发布时间：2018-03-01 10:11

  本文关键词： 黄花草木樨 MoSOS基因 同源克隆 序列分析 基因表达　出处：《生物技术通报》2017年09期 　论文类型：期刊论文

【摘要】：植物质膜Na+/H+逆向转运蛋白基因SOS1是植物耐盐性必需的基因之一,在抵御盐胁迫过程中发挥十分重要的作用。以黄花草木樨叶片总RNA为模板,通过RT-PCR结合RACE方法克隆得到黄花草木樨MoSOS1基因全长序列,命名为MoSOS1。序列分析表明该基因全长为3 931 bp,开放阅读框(ORF)为2 874 bp,编码957个氨基酸,分子量为112.8 k D,等电点为5.31。TMHAM软件跨膜区的预测分析表明,黄花草木樨MoSOS1蛋白具有8个跨膜结构区域,N端和C端都位于细胞外。氨基酸序列分析表明,MoSOS1蛋白含有1个Na+/H+Exchanger superfamily和一个c NMP(Cyclic nucleotide-monophosphate)结合位点以及1个CAP_ED(Catabolite gene activator protein-effector domain)superfamily结构域。生物信息预测显示,MoSOS1的编码蛋白为不稳定酸性蛋白,不存在信号肽,二级结构多为α-螺旋和无规则卷曲。荧光实时定量RT-PCR分析表明:随着Na Cl浓度的增加,黄花草木樨地上部和根中MoSOS1基因表达水平呈增加趋势,根中表达量大于地上部,表明MoSOS1基因的表达受盐胁迫诱导和调节。

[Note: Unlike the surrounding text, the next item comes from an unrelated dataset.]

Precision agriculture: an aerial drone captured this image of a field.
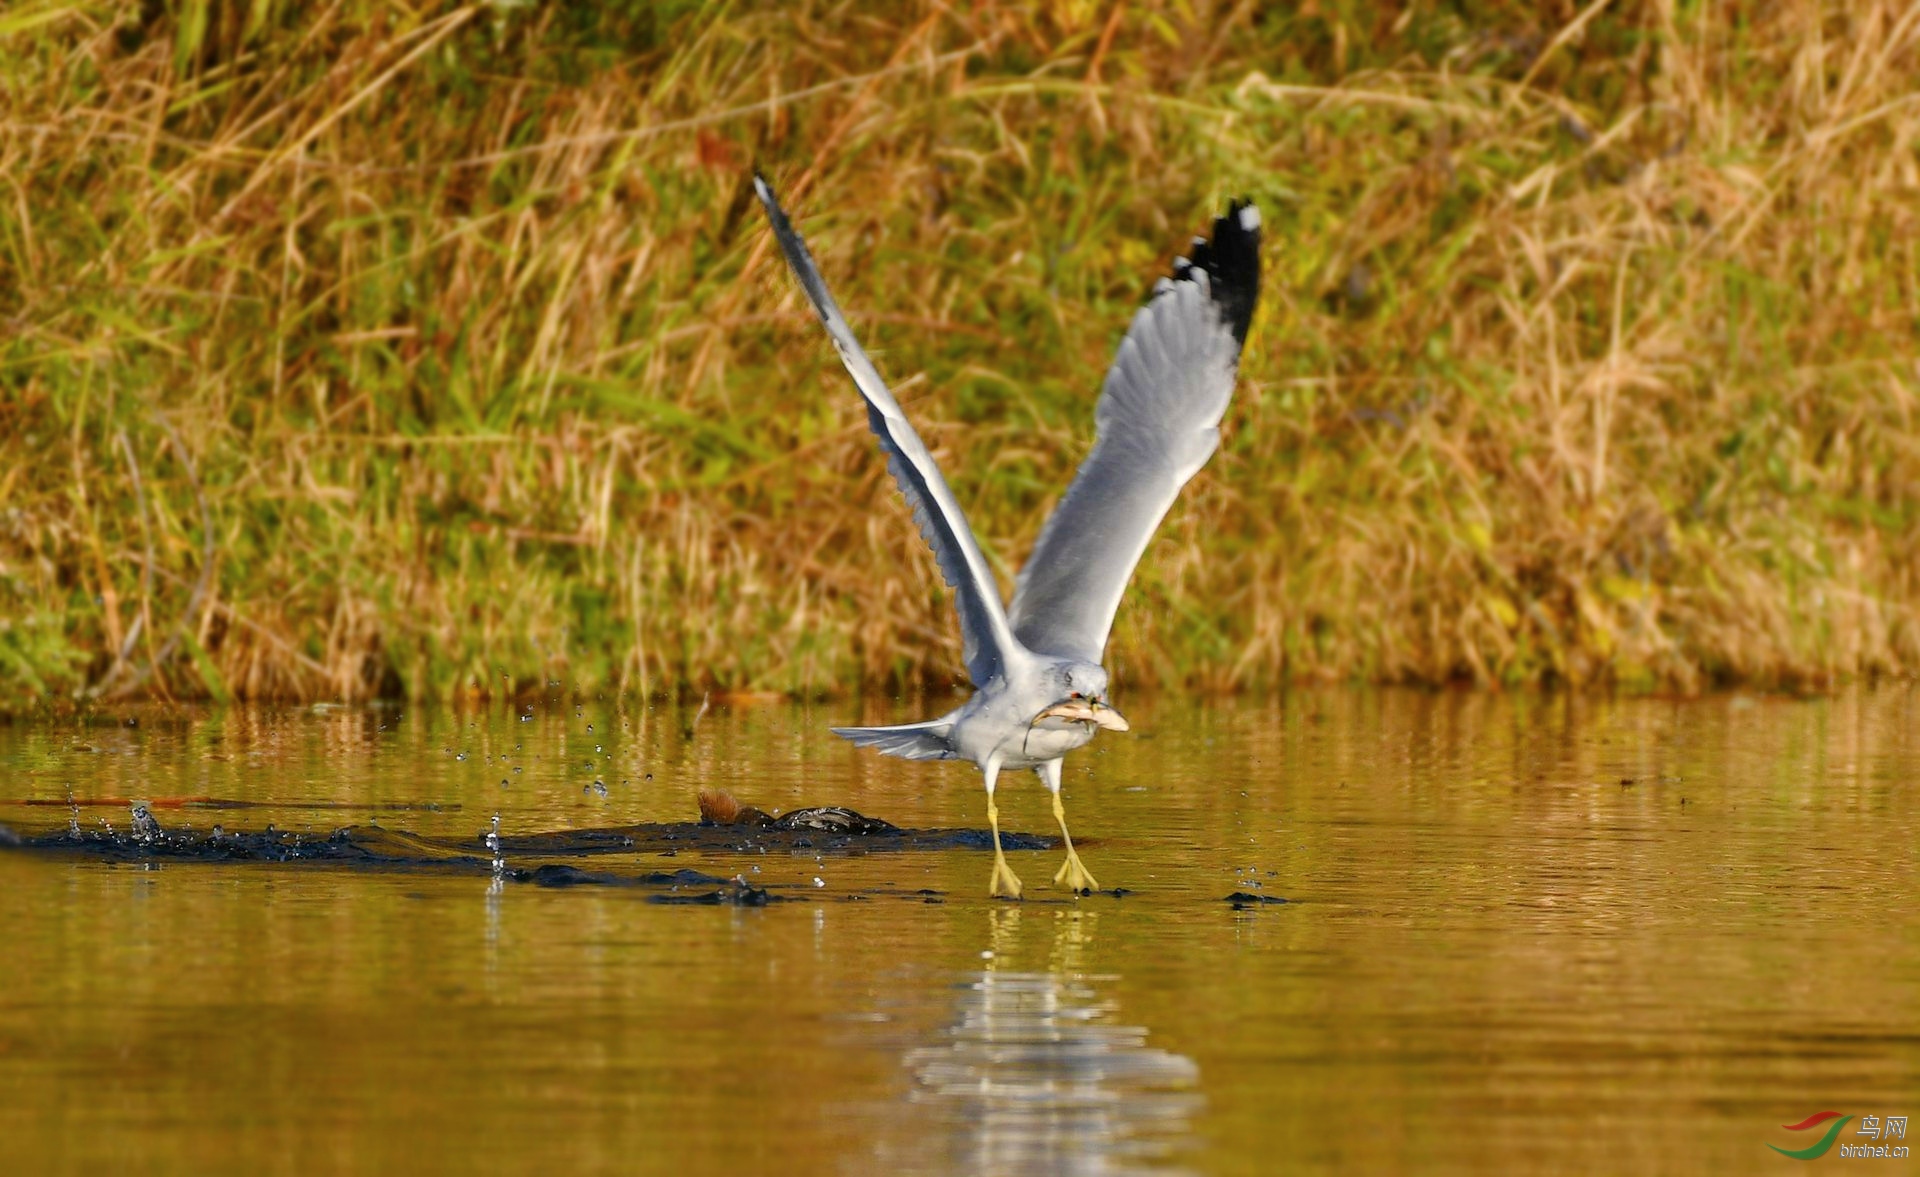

[Abstract]:Plant plasma membrane Na / H antiporter gene SOS1 is one of the essential genes of plant salt tolerance and plays an important role in resisting salt stress. The total RNA of sweet clover leaves was used as a template. The full-length MoSOS1 gene of Melilotus lutei was cloned by RT-PCR and RACE, and named MoSOS1.The sequence analysis showed that the full-length of the gene was 3 931 BP, and the open reading frame (ORF) was 2 874 BP, encoding 957 amino acids. The predicted molecular weight is 112.8 KD and the isoelectric point is 5.31.TMHAM. The N-terminal and C-terminal of the MoSOS1 protein are located outside the cell. Amino acid sequence analysis shows that the moosos1 protein contains a Na / H Exchanger superfamily and a c NMP(Cyclic nucleotide-monophosphate) binding site and a CAP_ED(Catabolite gene activator protein-effector domain)superfamily node. Domain. Bioinformatics prediction shows that the encoded protein of MoSOS1 is unstable acidic protein. There was no signal peptide, and the secondary structure was mostly 伪 -helix and irregular curl. Fluorescence real-time quantitative RT-PCR analysis showed that with the increase of NaCl concentration, the level of MoSOS1 gene expression in the upper part and root of Xidi showed an increasing trend. The expression of MoSOS1 gene in root was higher than that in shoot, which indicated that the expression of MoSOS1 gene was induced and regulated by salt stress.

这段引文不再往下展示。